Extrait : Wang Miao regarda autour de lui. Tout lui apparaissait flou dans la chambre. Il s’assura qu’il était bien réveillé, mais le compte à rebours était toujours là. Il ferma les yeux, mais la suite de chiffres émergeait encore dans cette totale obscurité, comme du mercure coulant sur les plumes d’un cygne noir. Il ouvrit à nouveau les yeux, les massa un peu, mais le compte à rebours était toujours là. Quelle que soit la direction dans laquelle il pointait son regard, la rangée de nombres occupait imperturbablement le plein centre de son champ de vision. Wang Miao s’assit brutalement. Il frissonnait de peur. Le compte à rebours le suivait, quoi qu’il fasse. Il sauta du lit, tira les rideaux et ouvrit la fenêtre. Dehors, la ville endormie brillait encore de mille feux. Le compte à rebours s’affichait sur cette vaste toile nocturne comme les sous-titres sur un écran de cinéma.

Le questionnement de Liu Cixin dans ses romans est plutôt sombre : comment l’humanité peut-elle évoluer « dans un univers – dit-il – où tout optimisme est brisé par l’universalité de la mort : celle de l’individu, de l’État, de l’Empire, des espèces, de la planète, du soleil de la galaxie et de l’univers. »

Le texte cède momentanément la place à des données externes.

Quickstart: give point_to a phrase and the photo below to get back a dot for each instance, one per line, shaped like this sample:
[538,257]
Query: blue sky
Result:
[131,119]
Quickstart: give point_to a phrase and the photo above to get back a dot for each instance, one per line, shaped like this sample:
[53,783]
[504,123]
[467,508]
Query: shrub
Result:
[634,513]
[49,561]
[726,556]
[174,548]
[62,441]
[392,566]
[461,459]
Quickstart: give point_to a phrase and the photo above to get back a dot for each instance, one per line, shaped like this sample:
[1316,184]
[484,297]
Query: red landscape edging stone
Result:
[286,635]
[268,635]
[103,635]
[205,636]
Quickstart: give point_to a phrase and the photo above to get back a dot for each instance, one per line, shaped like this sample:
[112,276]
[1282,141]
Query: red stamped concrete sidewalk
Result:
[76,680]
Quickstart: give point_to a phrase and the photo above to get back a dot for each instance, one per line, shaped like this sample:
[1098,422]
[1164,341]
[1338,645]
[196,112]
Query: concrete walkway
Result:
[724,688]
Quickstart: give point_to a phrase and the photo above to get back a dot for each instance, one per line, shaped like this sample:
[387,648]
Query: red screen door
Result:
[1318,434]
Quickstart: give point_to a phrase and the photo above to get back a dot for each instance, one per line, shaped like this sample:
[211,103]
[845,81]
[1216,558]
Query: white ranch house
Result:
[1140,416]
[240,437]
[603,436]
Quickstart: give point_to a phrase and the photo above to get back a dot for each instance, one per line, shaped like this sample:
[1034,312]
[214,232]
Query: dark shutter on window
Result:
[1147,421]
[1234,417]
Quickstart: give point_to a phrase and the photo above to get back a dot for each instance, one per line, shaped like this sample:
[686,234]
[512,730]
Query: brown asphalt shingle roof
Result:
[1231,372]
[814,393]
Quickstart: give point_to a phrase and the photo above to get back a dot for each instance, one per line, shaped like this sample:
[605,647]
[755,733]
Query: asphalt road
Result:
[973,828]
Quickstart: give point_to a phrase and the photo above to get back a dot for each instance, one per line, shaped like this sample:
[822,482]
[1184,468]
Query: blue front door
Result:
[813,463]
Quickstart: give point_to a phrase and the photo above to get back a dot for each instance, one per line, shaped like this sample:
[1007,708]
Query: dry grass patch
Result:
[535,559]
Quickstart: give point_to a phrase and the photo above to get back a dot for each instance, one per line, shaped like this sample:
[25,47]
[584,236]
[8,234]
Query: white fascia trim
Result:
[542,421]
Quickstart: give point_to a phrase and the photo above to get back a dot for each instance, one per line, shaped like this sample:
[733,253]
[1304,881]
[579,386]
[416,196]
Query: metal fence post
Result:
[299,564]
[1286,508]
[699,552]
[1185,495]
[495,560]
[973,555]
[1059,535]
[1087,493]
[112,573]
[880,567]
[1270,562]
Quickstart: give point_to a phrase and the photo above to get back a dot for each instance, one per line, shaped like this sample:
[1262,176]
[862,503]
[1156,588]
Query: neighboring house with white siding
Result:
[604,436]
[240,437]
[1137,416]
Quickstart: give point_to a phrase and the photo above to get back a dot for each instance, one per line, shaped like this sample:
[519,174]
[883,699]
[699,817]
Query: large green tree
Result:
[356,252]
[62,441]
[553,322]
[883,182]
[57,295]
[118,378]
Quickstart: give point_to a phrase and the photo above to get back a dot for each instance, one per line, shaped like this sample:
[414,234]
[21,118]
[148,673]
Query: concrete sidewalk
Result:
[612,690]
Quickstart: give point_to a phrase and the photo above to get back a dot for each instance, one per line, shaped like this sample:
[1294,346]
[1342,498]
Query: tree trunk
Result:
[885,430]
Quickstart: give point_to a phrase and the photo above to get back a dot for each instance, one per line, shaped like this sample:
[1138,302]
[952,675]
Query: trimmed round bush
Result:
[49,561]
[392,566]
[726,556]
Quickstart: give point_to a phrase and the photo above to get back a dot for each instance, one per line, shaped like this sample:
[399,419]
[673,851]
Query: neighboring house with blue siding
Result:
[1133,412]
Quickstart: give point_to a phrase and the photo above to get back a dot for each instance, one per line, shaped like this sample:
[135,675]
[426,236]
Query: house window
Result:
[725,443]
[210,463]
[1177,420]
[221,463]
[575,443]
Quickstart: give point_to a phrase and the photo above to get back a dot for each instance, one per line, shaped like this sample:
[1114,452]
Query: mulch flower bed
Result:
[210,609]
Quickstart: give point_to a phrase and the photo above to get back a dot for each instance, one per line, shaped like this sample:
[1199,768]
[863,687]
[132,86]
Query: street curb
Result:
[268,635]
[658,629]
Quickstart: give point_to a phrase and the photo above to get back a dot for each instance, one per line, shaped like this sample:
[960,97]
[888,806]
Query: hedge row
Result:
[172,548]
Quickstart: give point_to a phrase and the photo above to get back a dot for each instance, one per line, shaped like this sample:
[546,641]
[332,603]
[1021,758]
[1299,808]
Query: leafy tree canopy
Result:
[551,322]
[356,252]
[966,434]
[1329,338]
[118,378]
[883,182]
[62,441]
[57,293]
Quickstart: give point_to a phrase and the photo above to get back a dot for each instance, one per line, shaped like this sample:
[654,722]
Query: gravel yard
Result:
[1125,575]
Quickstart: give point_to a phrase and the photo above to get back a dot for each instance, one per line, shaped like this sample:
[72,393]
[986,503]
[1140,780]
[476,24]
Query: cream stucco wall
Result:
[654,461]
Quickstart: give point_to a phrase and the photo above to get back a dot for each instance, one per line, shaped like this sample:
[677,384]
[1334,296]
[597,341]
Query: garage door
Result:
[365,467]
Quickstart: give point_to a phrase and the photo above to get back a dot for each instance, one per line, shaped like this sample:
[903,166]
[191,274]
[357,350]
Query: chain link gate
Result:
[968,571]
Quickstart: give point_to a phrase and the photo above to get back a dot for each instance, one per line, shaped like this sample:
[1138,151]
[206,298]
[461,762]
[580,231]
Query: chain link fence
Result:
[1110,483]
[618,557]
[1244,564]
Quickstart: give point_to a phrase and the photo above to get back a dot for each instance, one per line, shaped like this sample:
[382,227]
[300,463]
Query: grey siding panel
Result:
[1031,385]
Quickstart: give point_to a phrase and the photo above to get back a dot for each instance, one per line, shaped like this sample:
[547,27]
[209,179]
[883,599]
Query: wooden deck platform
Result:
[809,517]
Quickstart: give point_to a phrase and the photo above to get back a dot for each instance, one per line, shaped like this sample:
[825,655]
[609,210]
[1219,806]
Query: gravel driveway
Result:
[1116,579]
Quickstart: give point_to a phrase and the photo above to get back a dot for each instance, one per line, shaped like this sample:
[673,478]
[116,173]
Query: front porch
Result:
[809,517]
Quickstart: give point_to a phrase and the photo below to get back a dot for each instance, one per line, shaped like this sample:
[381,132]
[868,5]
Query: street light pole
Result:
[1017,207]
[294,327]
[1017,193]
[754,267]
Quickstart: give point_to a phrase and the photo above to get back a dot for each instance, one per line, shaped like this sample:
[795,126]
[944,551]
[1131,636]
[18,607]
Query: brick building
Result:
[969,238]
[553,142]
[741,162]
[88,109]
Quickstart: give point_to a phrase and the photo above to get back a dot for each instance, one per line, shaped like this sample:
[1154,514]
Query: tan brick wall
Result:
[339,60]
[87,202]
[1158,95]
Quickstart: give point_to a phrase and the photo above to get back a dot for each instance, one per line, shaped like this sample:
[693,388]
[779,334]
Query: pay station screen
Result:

La trilogie des trois corps a mis 10 ans avant de parvenir chez nous. Publiée en 2006, en Chine, le prestigieux prix Hugo a été décerné à son auteur en 2015 dans sa traduction en anglais.
Etonnamment, alors que Liu Cixin nous apparaît comme un auteur subversif, il est largement apprécié aujourd’hui par le gouvernement chinois. Et plus généralement, la SF bénéficie d’un soutien officiel. Le média Uzbektrica a interrogé Liu Cixin à ce propos. Voici sa réponse :

La science-fiction a souvent été instrumentalisée dans l’histoire de la Chine. À la fin de la dynastie des Qing, la fin du XIXe-début XXe, les romans de science-fiction ont servi d’outils pour les intellectuels chinois de l’époque afin de promouvoir leur idéal nationaliste ; dans les années 1950, les romans de science-fiction ont servi d’instruments de vulgarisation scientifique auprès des jeunes enfants ; quant à savoir si la littérature de science-fiction actuelle fait la promotion du rêve chinois, ce n’est pas encore arrivé, en tout cas je ne crois pas pour ma part avoir lu d’œuvres allant dans ce sens.
Comme la science-fiction occidentale, la science-fiction chinoise s’attache le plus souvent à décrire un avenir sombre. Si le « rêve chinois » apparaît quelque part dans ces œuvres, il s’agit souvent davantage d’un cauchemar. Elles ne reflètent pourtant pas forcément le pessimisme des écrivains sur les perspectives futures du pays. La plupart du temps, cela sert davantage les besoins de l’histoire.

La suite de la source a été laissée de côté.